That skinny motherfucker with the high voice was the best ever.
Don’t really want to be dismissive of the stuff from the 90s onwards cos there’s some great stuff in there, but I think everyone’s aware that he was who he was because of what he did in the 80s. And what he did in the 80s was astonishing.
Coming off the back of his first two albums (tight funk/soul/RnB infused albums which are great but clearly a man finding his way through his own influences) he goes on a transcendental run from 1980-88: Dirty Mind, Controversy, 1999, Purple Rain, Around the World in a Day, Parade, Sign o’ the Times, Lovesexy. The fact that a lot of the time he was playing every instrument doesn’t make the records any better, but does make the achievement all the more remarkable. Running through the Minneapolis drum-machine funk sound, to the pop-funk-rock behemoths of 1999 and Purple Rain in the middle of the run, then psychedelic pop on Around the World and Parade, then basically everything on Sign o’ the Times (which is a magnum opus to end all magnum opuseseseses).
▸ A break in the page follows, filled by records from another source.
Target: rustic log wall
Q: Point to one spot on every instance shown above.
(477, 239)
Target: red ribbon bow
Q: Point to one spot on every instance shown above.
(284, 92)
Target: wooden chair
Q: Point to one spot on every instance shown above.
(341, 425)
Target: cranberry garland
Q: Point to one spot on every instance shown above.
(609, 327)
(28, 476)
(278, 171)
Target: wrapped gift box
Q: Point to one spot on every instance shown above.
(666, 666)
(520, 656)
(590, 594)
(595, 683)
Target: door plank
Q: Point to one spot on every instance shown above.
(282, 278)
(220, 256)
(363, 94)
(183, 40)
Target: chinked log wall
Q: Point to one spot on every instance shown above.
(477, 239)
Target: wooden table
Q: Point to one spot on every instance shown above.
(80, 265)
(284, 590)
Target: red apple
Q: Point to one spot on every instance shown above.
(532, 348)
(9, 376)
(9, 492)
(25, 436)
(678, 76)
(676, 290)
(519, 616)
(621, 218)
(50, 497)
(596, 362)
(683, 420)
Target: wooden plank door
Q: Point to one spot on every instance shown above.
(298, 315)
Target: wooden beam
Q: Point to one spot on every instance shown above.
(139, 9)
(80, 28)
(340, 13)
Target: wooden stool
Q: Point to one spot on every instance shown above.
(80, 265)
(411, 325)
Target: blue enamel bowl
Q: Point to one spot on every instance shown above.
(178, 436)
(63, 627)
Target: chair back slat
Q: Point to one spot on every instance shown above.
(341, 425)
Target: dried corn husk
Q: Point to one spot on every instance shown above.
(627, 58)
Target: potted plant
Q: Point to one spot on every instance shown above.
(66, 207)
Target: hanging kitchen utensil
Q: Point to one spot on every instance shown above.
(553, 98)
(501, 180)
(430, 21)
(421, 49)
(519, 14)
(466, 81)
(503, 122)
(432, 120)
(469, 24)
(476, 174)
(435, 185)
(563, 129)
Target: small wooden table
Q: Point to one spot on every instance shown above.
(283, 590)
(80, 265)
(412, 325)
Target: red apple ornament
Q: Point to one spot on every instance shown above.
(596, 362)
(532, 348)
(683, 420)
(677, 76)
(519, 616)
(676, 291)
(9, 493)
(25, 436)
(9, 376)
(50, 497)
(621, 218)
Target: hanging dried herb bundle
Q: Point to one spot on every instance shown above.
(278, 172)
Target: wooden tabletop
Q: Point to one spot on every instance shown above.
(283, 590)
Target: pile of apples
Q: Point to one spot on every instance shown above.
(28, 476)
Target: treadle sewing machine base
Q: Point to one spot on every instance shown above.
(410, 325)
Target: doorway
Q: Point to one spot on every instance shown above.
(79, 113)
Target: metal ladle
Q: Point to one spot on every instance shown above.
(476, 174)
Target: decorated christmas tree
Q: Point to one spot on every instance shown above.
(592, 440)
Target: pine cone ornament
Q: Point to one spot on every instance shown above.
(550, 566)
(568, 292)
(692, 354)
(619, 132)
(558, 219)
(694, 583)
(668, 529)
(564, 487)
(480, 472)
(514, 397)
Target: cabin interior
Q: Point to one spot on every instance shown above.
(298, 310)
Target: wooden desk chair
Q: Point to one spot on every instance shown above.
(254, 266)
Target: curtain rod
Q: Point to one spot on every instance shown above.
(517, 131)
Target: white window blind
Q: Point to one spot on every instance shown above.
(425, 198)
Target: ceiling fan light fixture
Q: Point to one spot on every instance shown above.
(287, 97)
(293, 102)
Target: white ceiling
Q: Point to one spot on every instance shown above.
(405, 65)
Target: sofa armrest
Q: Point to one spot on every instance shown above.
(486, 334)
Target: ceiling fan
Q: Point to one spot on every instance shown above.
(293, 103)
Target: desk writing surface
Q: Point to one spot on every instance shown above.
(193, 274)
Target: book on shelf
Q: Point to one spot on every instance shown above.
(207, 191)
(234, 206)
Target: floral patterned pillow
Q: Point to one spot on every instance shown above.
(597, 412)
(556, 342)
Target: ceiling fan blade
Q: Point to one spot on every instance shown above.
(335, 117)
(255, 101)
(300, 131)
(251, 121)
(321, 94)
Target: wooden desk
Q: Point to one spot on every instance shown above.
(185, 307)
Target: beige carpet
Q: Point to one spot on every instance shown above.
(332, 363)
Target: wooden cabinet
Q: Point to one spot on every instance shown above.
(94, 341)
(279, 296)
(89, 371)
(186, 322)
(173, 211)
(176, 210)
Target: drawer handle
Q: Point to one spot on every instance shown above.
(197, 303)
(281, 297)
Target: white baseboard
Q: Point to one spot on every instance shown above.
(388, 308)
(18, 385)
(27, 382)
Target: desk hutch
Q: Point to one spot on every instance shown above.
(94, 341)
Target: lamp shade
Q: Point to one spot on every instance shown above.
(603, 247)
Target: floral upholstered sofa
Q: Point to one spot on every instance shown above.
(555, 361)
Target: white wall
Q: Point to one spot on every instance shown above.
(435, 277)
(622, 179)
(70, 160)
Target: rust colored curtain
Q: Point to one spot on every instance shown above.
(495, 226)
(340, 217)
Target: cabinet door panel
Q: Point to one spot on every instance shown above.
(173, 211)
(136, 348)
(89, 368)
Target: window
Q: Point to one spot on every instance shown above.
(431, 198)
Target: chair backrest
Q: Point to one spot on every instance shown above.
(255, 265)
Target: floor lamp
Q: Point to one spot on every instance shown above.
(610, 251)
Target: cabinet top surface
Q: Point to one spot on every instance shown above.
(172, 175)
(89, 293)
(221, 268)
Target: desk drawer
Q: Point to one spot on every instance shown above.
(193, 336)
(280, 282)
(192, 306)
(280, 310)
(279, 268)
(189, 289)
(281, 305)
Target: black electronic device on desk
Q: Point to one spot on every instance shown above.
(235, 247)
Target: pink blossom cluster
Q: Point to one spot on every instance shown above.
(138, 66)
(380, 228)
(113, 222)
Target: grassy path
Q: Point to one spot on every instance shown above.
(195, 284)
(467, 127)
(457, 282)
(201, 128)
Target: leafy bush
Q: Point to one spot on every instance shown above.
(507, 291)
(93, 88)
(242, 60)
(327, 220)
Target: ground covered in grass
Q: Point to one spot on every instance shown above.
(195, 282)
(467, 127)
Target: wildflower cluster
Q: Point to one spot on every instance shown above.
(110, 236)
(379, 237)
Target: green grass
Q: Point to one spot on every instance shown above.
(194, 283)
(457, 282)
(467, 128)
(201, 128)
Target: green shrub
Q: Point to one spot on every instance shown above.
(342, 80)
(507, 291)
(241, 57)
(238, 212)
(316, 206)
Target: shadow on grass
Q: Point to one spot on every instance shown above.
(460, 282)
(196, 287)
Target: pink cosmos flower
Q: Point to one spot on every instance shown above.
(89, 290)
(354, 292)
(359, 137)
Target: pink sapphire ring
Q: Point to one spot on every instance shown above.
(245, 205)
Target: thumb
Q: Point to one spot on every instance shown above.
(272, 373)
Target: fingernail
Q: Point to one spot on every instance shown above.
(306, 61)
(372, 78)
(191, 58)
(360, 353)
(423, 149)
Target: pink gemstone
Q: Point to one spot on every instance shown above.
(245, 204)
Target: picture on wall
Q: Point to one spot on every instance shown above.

On top of that he’s writing/performing/producing material during this period for The Time (the self-titled album and especially the next two, What Time Is It? and Ice Cream Castle are so good), Vanity 6 (Nasty Girl obviously a huge influence on loads of RnB to follow) and others, doing jazz-fusion albums with Madhouse and throwing songs like Nothing Compares 2 U out to The Family.
People often mention the quality control of his output slipping from the 90s, but in truth he wasn’t exercising any in the 80s either - he just never needed to. Songs like 17 Days, She’s Always in My Hair, Erotic City, Scarlet Pussy and Shockadelica were appearing as B-sides, and Sign o’ the Times is a rare example of a double album that doesn’t need trimmed down.
On top of that he was making films (Purple Rain is a hugely enjoyable watch) and becoming the greatest live performer on the planet.
I was lucky enough to see him live twice, and on both occasions he was pulling off stuff outrageous enough to make me burst out laughing during the gig. Walking down the love symbol-shaped stage in high-heeled boots at the o2 playing a bass solo during Black Sweat, or in Glasgow finishing a run of Controversy, 1999 and Little Red Corvette then going up to the mic and starting the next song a capella: “It’s been seven hours and thirteen days…”. Wave after wave of euphoria at those gigs.
Just absurdly, outrageously talented. Technical ability isn’t something I generally care about, but when it’s married to that imagination, then there are no limitations. Incredible voice (him screaming e.g. at the end of The Beautiful Ones is my favourite sound in music), incredible musician (I don’t care for guitar solos generally, but I care for the Purple Rain solo), incredible showman (watch the Sign o’ the Times Live film if you haven’t seen it), incredible songwriter, incredible producer, incredibly prolific. At one stage changed his name to an unpronounceable symbol, which is 10/10 solid gold pop star behaviour. Legendary aftershows where he’d play funk jams all night. An actual locked vault inside his home/studio complex containing mythical unreleased material. Music that could be ambitious, exciting, funny, tender, aggressive and lascivious all at once. He had it all going on, in a way that nobody else ever had it all going on.
What he did between 1980 and 1988 was a creative outburst unparalleled in the history of popular culture.